Era uno che diceva: «Ho ucciso una roccia, ho ferito un sasso. Io faccio ammalare le medicine», tanta era la potenza dei suoi colpi. E anche delle sue parole, come hanno voluto sottolineare i curatori di «Muhammad Ali», una mostra di cento fotografie sul pugilie statunitense morto nel 2016, in esposizione al Pan da oggi al 16 giugno.

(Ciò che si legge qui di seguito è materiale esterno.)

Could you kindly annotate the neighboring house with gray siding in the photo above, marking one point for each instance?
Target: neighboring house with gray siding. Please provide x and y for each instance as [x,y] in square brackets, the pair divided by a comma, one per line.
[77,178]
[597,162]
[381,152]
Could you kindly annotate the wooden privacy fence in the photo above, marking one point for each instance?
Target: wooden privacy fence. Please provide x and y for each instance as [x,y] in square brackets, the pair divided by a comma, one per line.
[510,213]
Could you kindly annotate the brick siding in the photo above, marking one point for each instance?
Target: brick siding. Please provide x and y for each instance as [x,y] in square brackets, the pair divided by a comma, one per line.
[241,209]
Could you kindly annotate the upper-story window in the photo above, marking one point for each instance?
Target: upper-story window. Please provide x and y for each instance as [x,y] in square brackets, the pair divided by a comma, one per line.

Una delle stanze allestite è proprio dedicata alla forza del messaggio civile e delle battaglie cui il campione, nato col nome di Cassius Clay, ha dedicato una vita. Marco Pastonesi e Giorgio Terruzzi sono i giornalisti che hanno creato il percorso di immagini e brani, e hanno significativamente chiamato «doni» i settori in cui è suddivisa l'esposizione. Gli altri regali che Ali ha lasciato sono agli appassionati di boxe, alla dignità umana, ai compagni di viaggio, al coraggio e alla memoria. Girando per le sale del Palazzo delle arti in cui la mostra, curata da Vidi Visit different, esordisce si ha la sensazione di un ritratto completo: dalla palestra alla strada, dalla famiglia, o meglio le famiglie (il pugile si sposò ben quattro volte), a «The rumble in the jungle», ovvero il più grande incontro della storia della boxe che lo vide affrontare e battere George Foreman, il 30 ottobre del 1974 a Kinshasa.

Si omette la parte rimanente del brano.